Why has India, with all its moral posturing and democratic institutions, failed to make a woman feel safe and confident at a police station?
A Closeted Mindset
In 2009, a landmark judgement by the Delhi High Court decriminalised homosexuality in India. This was considered a giant leap forward for pluralism in society and an acceptance of those with an alternate sexual lifestyle. But what was most striking was the decision of the Congress-led government in New Delhi to tacitly support the judgement by not challenging it. Given the social, religious and cultural prejudices on the issue, this was perhaps a convenient, but laudable and understated stand that the government could take. But goofing up is the hallmark of governments in South Asia.

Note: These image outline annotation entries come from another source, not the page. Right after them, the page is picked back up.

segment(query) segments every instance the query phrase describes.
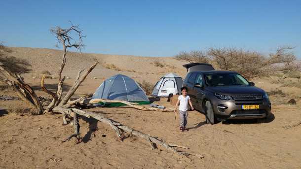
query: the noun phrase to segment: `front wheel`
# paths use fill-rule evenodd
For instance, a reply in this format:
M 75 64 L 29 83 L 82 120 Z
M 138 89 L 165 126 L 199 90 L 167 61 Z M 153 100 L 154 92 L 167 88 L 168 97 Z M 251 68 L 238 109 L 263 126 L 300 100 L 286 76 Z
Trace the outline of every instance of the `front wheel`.
M 206 123 L 208 124 L 214 124 L 216 119 L 214 117 L 214 112 L 210 101 L 207 101 L 205 103 L 205 113 L 206 115 Z

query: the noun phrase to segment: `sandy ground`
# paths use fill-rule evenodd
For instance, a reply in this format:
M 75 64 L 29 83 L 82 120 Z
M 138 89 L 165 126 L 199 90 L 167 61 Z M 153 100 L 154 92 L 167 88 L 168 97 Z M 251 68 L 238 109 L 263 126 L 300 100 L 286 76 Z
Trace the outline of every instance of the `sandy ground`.
M 15 55 L 20 58 L 31 56 L 27 58 L 32 63 L 34 71 L 25 75 L 26 81 L 34 86 L 38 95 L 47 96 L 38 87 L 39 80 L 32 78 L 45 68 L 42 63 L 38 64 L 40 61 L 37 61 L 35 58 L 46 55 L 43 53 L 45 52 L 52 58 L 45 63 L 55 63 L 54 56 L 59 52 L 33 48 L 14 49 Z M 154 85 L 161 74 L 171 71 L 168 69 L 170 67 L 165 66 L 164 68 L 153 66 L 152 62 L 159 59 L 156 58 L 138 57 L 142 60 L 131 66 L 131 60 L 137 57 L 87 55 L 96 56 L 98 59 L 106 61 L 107 64 L 113 63 L 122 69 L 134 69 L 137 72 L 116 71 L 100 66 L 82 83 L 75 95 L 94 92 L 105 78 L 117 73 L 128 75 L 138 81 L 147 80 Z M 110 61 L 110 58 L 113 61 Z M 124 64 L 119 61 L 121 59 Z M 170 65 L 175 65 L 172 68 L 174 70 L 185 76 L 186 70 L 181 68 L 183 63 L 162 58 L 163 63 L 168 63 L 169 60 L 172 63 Z M 82 65 L 88 66 L 92 63 L 89 62 Z M 59 62 L 54 65 L 59 65 Z M 65 91 L 73 83 L 76 72 L 81 68 L 72 68 L 71 65 L 67 68 L 64 74 L 70 76 L 71 79 L 66 80 Z M 55 72 L 55 69 L 51 71 Z M 93 78 L 96 76 L 97 79 Z M 73 134 L 74 129 L 69 125 L 62 125 L 61 114 L 33 115 L 20 101 L 0 101 L 0 107 L 7 110 L 0 113 L 0 168 L 301 169 L 301 125 L 297 125 L 301 122 L 301 89 L 281 87 L 271 84 L 269 79 L 253 81 L 256 86 L 267 91 L 276 88 L 282 90 L 294 97 L 297 104 L 273 104 L 272 114 L 264 123 L 257 123 L 255 120 L 239 120 L 207 125 L 203 114 L 196 111 L 189 111 L 189 130 L 185 132 L 179 130 L 179 119 L 177 116 L 177 122 L 175 122 L 173 112 L 144 111 L 126 107 L 86 110 L 103 113 L 167 143 L 188 146 L 190 149 L 187 151 L 205 156 L 202 159 L 189 157 L 191 161 L 180 158 L 160 146 L 157 150 L 150 150 L 147 142 L 135 136 L 119 142 L 109 126 L 84 117 L 79 121 L 83 141 L 75 144 L 73 138 L 62 143 L 62 140 Z M 46 87 L 54 91 L 57 81 L 57 79 L 46 79 Z M 6 90 L 0 91 L 0 94 L 13 95 L 14 93 Z M 279 99 L 271 98 L 272 102 L 275 102 L 276 99 Z M 282 98 L 284 102 L 289 99 Z M 173 107 L 166 100 L 162 99 L 157 103 Z

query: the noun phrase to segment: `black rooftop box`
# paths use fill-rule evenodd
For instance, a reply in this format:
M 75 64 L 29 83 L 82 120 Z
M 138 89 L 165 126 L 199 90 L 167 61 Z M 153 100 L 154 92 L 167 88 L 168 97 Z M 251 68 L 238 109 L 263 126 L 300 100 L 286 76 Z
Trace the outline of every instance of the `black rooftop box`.
M 209 64 L 201 63 L 192 63 L 183 65 L 187 69 L 187 71 L 210 71 L 214 70 L 214 68 L 212 65 Z

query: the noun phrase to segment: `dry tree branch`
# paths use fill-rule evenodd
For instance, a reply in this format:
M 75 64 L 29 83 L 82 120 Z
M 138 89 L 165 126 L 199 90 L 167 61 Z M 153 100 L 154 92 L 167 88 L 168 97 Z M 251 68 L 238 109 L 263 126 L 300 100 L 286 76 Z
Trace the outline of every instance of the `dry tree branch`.
M 137 105 L 137 103 L 134 102 L 130 102 L 122 100 L 110 100 L 104 99 L 87 99 L 85 100 L 82 100 L 78 102 L 82 104 L 96 104 L 100 102 L 120 102 L 126 104 L 131 107 L 133 107 L 139 110 L 144 111 L 162 111 L 162 112 L 169 112 L 173 111 L 174 109 L 170 108 L 166 108 L 164 109 L 160 109 L 154 107 L 146 107 L 145 106 Z

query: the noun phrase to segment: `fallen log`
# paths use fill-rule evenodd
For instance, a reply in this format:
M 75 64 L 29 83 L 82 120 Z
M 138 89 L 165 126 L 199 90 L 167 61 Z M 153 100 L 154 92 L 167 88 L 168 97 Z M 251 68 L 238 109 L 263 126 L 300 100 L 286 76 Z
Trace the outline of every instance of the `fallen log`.
M 140 131 L 135 130 L 128 126 L 124 126 L 112 119 L 107 118 L 101 114 L 96 113 L 94 112 L 85 112 L 84 111 L 79 110 L 76 108 L 65 108 L 60 106 L 57 106 L 54 107 L 52 109 L 52 111 L 55 112 L 61 113 L 63 114 L 67 114 L 73 118 L 77 118 L 77 116 L 75 114 L 77 114 L 88 118 L 92 117 L 100 122 L 106 123 L 107 124 L 109 125 L 111 127 L 111 128 L 112 128 L 115 131 L 117 136 L 118 138 L 118 139 L 121 141 L 122 141 L 122 138 L 119 130 L 121 130 L 130 134 L 136 135 L 137 136 L 146 139 L 147 141 L 148 141 L 148 142 L 150 143 L 151 149 L 156 148 L 156 145 L 155 146 L 154 145 L 154 144 L 155 144 L 156 145 L 157 144 L 160 145 L 161 146 L 165 148 L 168 151 L 174 153 L 175 154 L 179 155 L 181 157 L 188 158 L 188 155 L 192 155 L 201 159 L 204 158 L 204 156 L 202 155 L 193 153 L 190 153 L 188 152 L 181 151 L 173 147 L 178 147 L 188 149 L 188 148 L 187 147 L 178 145 L 177 144 L 169 144 L 166 142 L 159 140 L 157 138 L 152 137 L 149 135 L 147 135 Z M 74 120 L 74 121 L 75 122 L 75 120 Z M 77 123 L 77 124 L 76 125 L 75 125 L 75 134 L 72 135 L 71 136 L 69 137 L 66 140 L 69 140 L 72 137 L 75 136 L 75 138 L 76 138 L 76 141 L 78 142 L 78 140 L 80 140 L 80 138 L 80 138 L 79 135 L 79 132 L 78 132 L 79 129 L 79 126 Z

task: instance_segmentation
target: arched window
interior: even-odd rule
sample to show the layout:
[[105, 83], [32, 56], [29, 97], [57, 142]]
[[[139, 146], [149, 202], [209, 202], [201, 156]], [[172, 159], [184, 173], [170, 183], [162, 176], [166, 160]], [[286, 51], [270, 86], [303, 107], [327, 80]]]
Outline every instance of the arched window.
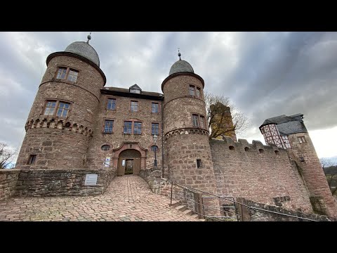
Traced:
[[110, 149], [110, 146], [109, 145], [103, 145], [100, 147], [100, 149], [104, 151], [107, 151]]

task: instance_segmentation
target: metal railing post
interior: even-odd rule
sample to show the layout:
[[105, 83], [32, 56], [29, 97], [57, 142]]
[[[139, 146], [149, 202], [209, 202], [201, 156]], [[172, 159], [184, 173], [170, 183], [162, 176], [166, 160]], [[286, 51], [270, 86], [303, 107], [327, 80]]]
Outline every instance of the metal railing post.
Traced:
[[170, 203], [170, 206], [172, 205], [173, 190], [173, 181], [171, 182], [171, 203]]

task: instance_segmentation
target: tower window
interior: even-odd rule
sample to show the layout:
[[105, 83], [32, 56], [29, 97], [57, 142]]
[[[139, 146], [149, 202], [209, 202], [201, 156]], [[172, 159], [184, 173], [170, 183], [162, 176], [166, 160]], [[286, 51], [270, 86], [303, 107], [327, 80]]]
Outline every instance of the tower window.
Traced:
[[199, 126], [199, 115], [192, 115], [192, 124], [193, 126]]
[[159, 135], [159, 123], [151, 123], [151, 134]]
[[29, 159], [28, 159], [27, 164], [34, 164], [37, 160], [37, 155], [30, 155]]
[[190, 85], [190, 88], [188, 90], [188, 93], [190, 94], [190, 96], [195, 96], [194, 89], [195, 86], [194, 85]]
[[70, 104], [69, 103], [60, 102], [58, 104], [58, 117], [67, 117]]
[[305, 143], [307, 142], [304, 136], [299, 136], [299, 137], [297, 137], [297, 138], [298, 139], [298, 141], [300, 143]]
[[[55, 108], [58, 108], [58, 110], [55, 110]], [[44, 115], [67, 117], [70, 110], [70, 103], [60, 100], [46, 100]]]
[[200, 115], [200, 127], [205, 128], [205, 117]]
[[46, 116], [53, 116], [54, 115], [55, 106], [56, 106], [56, 101], [47, 101], [44, 115]]
[[130, 111], [138, 112], [138, 101], [131, 101], [130, 105]]
[[116, 110], [116, 98], [107, 98], [107, 110]]
[[159, 112], [159, 103], [152, 102], [152, 112], [153, 113], [158, 113]]
[[133, 122], [133, 134], [142, 134], [142, 122]]
[[112, 134], [114, 129], [114, 121], [111, 119], [105, 119], [104, 123], [104, 131], [105, 134]]
[[56, 79], [67, 79], [75, 82], [77, 81], [79, 71], [65, 67], [58, 67], [56, 74]]

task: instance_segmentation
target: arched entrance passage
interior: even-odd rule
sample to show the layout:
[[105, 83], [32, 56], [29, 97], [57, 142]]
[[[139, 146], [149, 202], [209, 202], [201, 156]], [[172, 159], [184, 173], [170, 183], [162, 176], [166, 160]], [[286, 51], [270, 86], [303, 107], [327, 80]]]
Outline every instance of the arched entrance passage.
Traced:
[[138, 142], [136, 141], [124, 141], [119, 148], [114, 148], [112, 163], [113, 167], [117, 168], [117, 176], [125, 174], [127, 160], [133, 160], [133, 162], [128, 162], [129, 169], [127, 173], [131, 173], [130, 167], [132, 164], [132, 174], [139, 175], [140, 169], [146, 167], [147, 152], [147, 148], [143, 148]]
[[140, 152], [134, 149], [121, 151], [118, 157], [117, 176], [138, 175], [140, 171]]

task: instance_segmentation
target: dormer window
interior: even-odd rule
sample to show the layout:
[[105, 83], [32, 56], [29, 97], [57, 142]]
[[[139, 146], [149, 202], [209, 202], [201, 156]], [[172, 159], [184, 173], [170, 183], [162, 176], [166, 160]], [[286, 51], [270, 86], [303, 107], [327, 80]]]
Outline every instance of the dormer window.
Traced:
[[138, 90], [137, 89], [130, 89], [130, 92], [131, 93], [137, 93], [138, 94], [140, 94], [140, 91]]
[[136, 93], [138, 94], [140, 94], [142, 93], [142, 89], [137, 84], [133, 84], [128, 89], [130, 93]]

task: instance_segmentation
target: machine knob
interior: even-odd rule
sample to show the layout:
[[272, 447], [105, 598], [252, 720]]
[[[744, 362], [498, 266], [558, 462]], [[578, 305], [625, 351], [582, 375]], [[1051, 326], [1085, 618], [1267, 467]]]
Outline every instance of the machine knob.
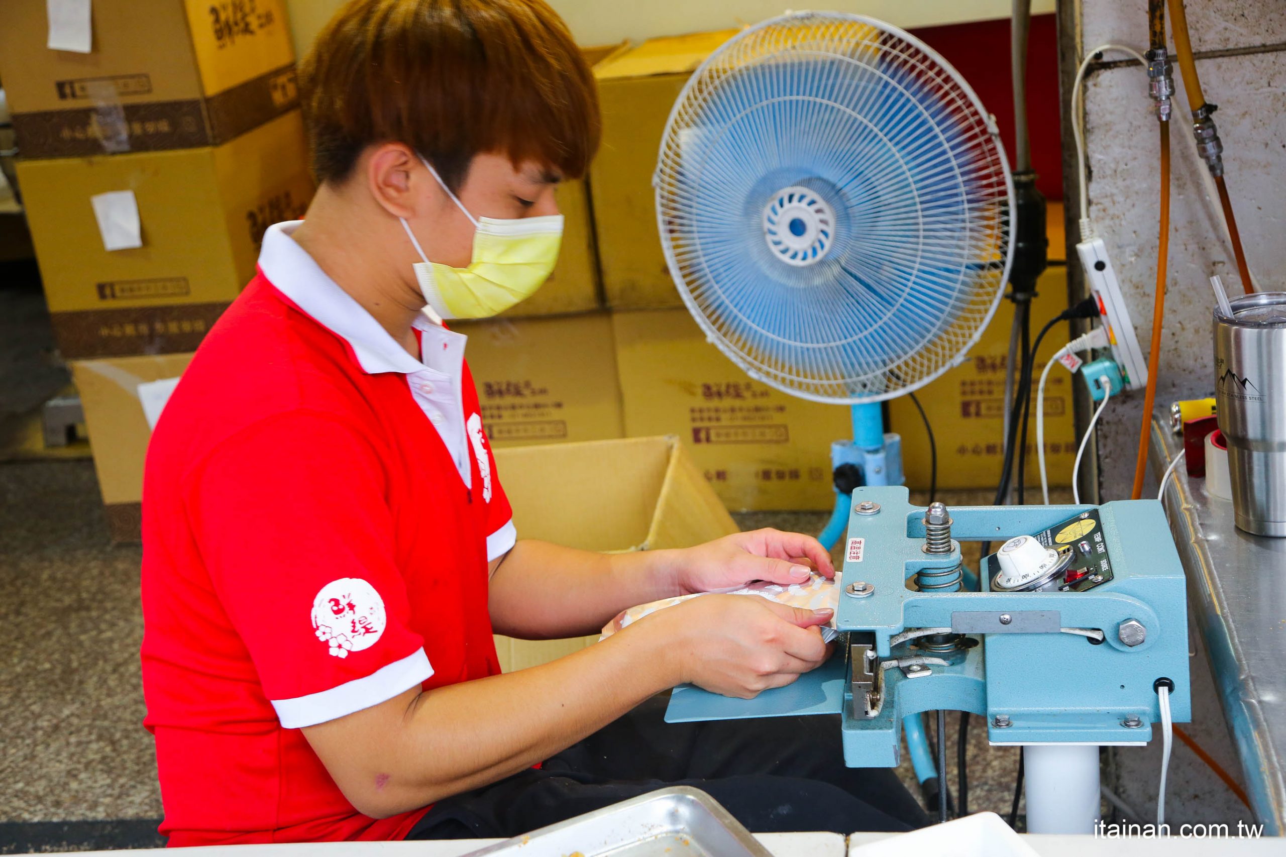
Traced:
[[995, 575], [999, 589], [1022, 589], [1042, 578], [1049, 578], [1060, 565], [1058, 551], [1047, 548], [1030, 535], [1019, 535], [1001, 546], [995, 555], [1001, 571]]

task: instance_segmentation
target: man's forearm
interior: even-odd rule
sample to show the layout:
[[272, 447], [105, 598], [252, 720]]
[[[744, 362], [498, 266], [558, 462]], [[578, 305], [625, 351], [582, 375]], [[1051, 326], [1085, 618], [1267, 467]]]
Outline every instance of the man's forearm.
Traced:
[[529, 640], [590, 634], [621, 610], [679, 594], [673, 551], [594, 553], [521, 540], [491, 578], [491, 625]]
[[303, 733], [345, 797], [383, 817], [549, 758], [678, 682], [675, 670], [662, 640], [631, 629], [541, 667], [414, 688]]

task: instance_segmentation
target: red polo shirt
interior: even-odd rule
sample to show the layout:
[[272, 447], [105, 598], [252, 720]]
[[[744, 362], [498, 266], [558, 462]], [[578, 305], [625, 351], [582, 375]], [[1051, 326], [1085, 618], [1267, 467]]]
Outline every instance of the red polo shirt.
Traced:
[[278, 224], [148, 449], [143, 690], [172, 845], [397, 839], [300, 727], [495, 674], [514, 543], [464, 336], [410, 356]]

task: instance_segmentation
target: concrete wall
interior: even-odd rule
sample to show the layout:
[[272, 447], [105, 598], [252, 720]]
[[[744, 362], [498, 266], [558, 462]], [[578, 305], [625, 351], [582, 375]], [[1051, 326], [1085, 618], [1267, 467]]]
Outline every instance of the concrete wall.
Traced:
[[[1224, 144], [1229, 193], [1250, 269], [1260, 288], [1281, 290], [1286, 273], [1286, 3], [1282, 0], [1187, 0], [1197, 72]], [[1070, 13], [1070, 14], [1069, 14]], [[1115, 41], [1147, 49], [1145, 0], [1079, 0], [1064, 9], [1065, 40], [1076, 55]], [[1064, 54], [1069, 53], [1065, 42]], [[1173, 51], [1173, 41], [1172, 41]], [[1089, 215], [1105, 235], [1145, 354], [1152, 332], [1156, 279], [1159, 151], [1147, 76], [1137, 64], [1112, 63], [1088, 76], [1087, 151]], [[1066, 64], [1066, 63], [1065, 63]], [[1074, 68], [1074, 66], [1073, 66]], [[1070, 76], [1064, 77], [1065, 82]], [[1157, 404], [1211, 395], [1208, 278], [1218, 273], [1241, 293], [1232, 250], [1218, 217], [1218, 198], [1201, 174], [1192, 144], [1179, 69], [1172, 121], [1172, 230]], [[1066, 94], [1065, 94], [1066, 100]], [[1067, 154], [1071, 156], [1069, 136]], [[1066, 175], [1069, 220], [1075, 223], [1075, 176]], [[1069, 229], [1069, 237], [1073, 232]], [[1074, 257], [1074, 256], [1070, 256]], [[1102, 498], [1129, 497], [1138, 449], [1142, 392], [1109, 405], [1100, 421]], [[1155, 483], [1154, 483], [1155, 484]], [[1154, 489], [1155, 490], [1155, 489]]]
[[[300, 55], [318, 30], [345, 0], [287, 0]], [[549, 0], [583, 45], [608, 45], [622, 39], [723, 30], [781, 14], [787, 0]], [[1055, 0], [1033, 0], [1033, 13], [1053, 12]], [[899, 27], [930, 27], [1008, 18], [1010, 0], [828, 0], [819, 6], [872, 15]]]

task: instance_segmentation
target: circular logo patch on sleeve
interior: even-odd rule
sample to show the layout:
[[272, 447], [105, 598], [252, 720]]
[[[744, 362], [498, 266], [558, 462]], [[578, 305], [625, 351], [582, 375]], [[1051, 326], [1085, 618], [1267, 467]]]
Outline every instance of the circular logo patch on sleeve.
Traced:
[[340, 578], [312, 600], [312, 629], [336, 658], [370, 649], [385, 633], [385, 600], [361, 578]]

While the Delhi High court decriminalised homosexuality in Section 377 of the Indian Penal Code (IPC ) — Section 377 refers to that section of the penal code in several former British colonies that criminalises homosexual acts — India’s Home Ministry did a classic flip-flop on the issue. On February 23 this year, in an apparent contradiction of the ruling government’s earlier stand, the Home Ministry told the court, in an affidavit, that “gay sex is against the social order and is immoral.” Meanwhile, a division bench was hearing appeals filed against the decriminalisation of homosexuality by the Delhi High Court.
As the media started reporting the government’s contradictory position, the Home Ministry was quick to clarify that it had not taken any stand on homosexuality vis-a-vis its decriminalisation by the Delhi High Court in 2009 and that the affidavit was an old one. The ministry issued a press release to clarify its stand, saying it would not challenge the Delhi High Court verdict.
On February 28, India’s Supreme Court slammed the government for its prevaricating position on the issue and asked it to come clean instead of wasting the judiciary’s time. The government, much to the relief of the alternate sexual minority and all progressive thinking people, told the apex court that it supports the judgement of the Delhi High Court that struck down Section 377 and decriminalised same-sex ties.
Politicians in India tend to send confusing signals, ranging from opposition, to doubt, to support. Last year, India’s Health Minister, Ghulam Nabi Azad, drew flak from the press and the public when he called homosexuality a disease. It’s time the government came out of the closet.
Tere Naal Shaadi Ho Gayee
February witnessed a candy-floss wedding in tinseltown. Two Bollywood actors, who are not A-listers but have a good fan-following thanks to their charming screen presence and natural acting skills, finally got hitched. After dating for nearly eight years, Riteish Deshmukh and Genelia D’Souza tied the knot in Mumbai.
Genelia belongs to a Mangalorean Catholic family, while Deshmukh is the son of Vilasrao Deshmukh, the former chief minister of Maharashtra, and now a federal minister. The wedding saw an interesting mix of Bollywood actors and politicians, who all partied till the wee hours of the morning. The last to arrive was Shahrukh Khan —at 1:30 am.
The Genelia-Riteish romance blossomed on the set of their debut film Tujhe Meri Kasam in 2003. Subsequently they were seen together in the Indra Kumar multi-starrer comedy, Masti, and their latest flick, Tere Naal Love Ho Gaya, was released in Pakistan in the first week of March.